When I went home, the news had pictures of extensive damage to old buildings in downtown Seattle, cracks in roads, and chimneys collapsing.  My neighbor across the street lost his chimney.  At my house, a loose baseball on a bookshelf in my son’s room seemed not to have moved nor rolled, at all.  A couple of days later I noticed the long crack in the bricks running along the hallway outside the very exam room I had been in.  Our building had broken in the quake!

Then, and only then, I realized that although the fast action of the Japanese woman had come, of course, from childhood experience and perhaps later, in Japan, of larger earthquakes, her assessment of this one had modified my response to a blase indifference.  After all, it “wasn’t very big!”.  It was, however, 6.8 on the Richter scale, and without her might have seemed much more significant.  

At the least, the whole event was both memorable and again, a teachable moment.  I learn many of my lessons the hard way.  I’m grateful there were so few injuries.  We’re waiting around here for the next “Big One”, the 9.0 quake that drops the coastline 10 feet and slides mountains into lakes.  They have happened and will again, about every 700 years.  According to a FEMA exercise, the next one will knock out all the hospitals but mine, shut down the internet, the highways, electricity, gas, etc. etc.  Basically all the infrastructure.  The emergency plan, then, is to enlist the military and national guard to evacuate all of the 2.6 million in the Seattle area to Eastern Washington or elsewhere.  In simpler terms, it will be a devastating disaster.

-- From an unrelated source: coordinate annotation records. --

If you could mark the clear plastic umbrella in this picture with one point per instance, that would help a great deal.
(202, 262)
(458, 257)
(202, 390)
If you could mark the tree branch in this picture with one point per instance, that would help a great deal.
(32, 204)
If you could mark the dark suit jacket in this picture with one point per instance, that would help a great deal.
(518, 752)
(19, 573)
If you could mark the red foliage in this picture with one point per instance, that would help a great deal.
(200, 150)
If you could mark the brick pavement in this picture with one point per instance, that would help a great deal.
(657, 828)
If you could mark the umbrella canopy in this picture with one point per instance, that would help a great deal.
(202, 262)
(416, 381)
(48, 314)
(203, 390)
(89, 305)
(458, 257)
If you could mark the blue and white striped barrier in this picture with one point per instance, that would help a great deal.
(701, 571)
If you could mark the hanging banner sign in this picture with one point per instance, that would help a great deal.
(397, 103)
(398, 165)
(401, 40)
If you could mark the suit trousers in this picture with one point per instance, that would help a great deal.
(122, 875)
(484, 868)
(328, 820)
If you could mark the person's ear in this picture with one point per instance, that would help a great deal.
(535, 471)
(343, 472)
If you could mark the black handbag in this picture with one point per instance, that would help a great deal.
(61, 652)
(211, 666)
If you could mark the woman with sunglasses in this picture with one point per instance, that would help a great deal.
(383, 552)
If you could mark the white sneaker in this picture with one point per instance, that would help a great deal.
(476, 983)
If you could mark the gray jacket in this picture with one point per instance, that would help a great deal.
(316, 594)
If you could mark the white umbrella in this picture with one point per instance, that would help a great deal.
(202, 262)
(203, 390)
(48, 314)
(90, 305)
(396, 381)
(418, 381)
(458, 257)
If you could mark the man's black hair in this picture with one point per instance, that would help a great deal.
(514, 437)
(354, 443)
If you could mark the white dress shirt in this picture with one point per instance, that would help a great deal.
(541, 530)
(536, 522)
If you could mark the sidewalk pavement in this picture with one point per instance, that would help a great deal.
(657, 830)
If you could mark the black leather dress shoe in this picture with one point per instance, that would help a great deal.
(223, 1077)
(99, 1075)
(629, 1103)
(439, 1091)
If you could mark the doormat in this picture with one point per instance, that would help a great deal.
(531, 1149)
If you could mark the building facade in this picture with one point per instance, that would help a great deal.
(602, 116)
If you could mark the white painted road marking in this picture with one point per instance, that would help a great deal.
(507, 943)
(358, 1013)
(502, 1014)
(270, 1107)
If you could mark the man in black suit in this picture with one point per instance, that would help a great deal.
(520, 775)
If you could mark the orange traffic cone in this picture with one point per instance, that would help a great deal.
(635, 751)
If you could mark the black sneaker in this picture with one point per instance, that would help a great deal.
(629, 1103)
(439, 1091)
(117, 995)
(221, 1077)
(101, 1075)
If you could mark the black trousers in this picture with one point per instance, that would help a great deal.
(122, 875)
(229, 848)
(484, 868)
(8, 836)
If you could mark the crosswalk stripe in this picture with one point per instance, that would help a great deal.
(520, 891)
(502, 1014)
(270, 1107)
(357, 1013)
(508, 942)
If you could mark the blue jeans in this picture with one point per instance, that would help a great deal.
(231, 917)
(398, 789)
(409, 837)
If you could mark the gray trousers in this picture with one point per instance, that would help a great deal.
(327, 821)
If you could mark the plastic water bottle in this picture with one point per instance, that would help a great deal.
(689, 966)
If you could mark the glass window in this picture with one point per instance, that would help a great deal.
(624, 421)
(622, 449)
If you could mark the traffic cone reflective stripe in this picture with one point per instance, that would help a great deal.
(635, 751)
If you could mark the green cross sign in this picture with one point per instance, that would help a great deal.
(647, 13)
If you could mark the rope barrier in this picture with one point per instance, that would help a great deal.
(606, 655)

One thought on “My response to the earthquake was culturally modified”
  1. Down the hall in the lab, our Technologist had a needle in a patient’s arm. I was in the back room running the chemistry analyzer and remember just holding on and praying the (sometimes leaky) roof wouldn’t collapse on us. When the shaking stopped and we gathered outside, I learned that the patient had insisted that the Tech. continue the blood draw through the shaking, to avoid an additional “stick”. I was a little shocked, but she was fine. Meanwhile my husband’s office building in Renton, (one of the Boeing offices), was pretty severely damaged, & they all had to evacuate down a stairwell, during the quake. He had to leave his car in the underground parking lot for a day or two. He grabbed a ride from a colleague to the clinic and showed up there a couple of hours after the quake, shaken but safe!
    Meanwhile at Kirkland Jr High, as the students were holding on, under their desks, one of my daughters’ friends called out “Happy birthday, Rachel” as it was her birthday. LOL, Kids! They were all fine too, luckily!
    Thanks for the trip down memory lane, Dr B, it’s always fun to read your Tales!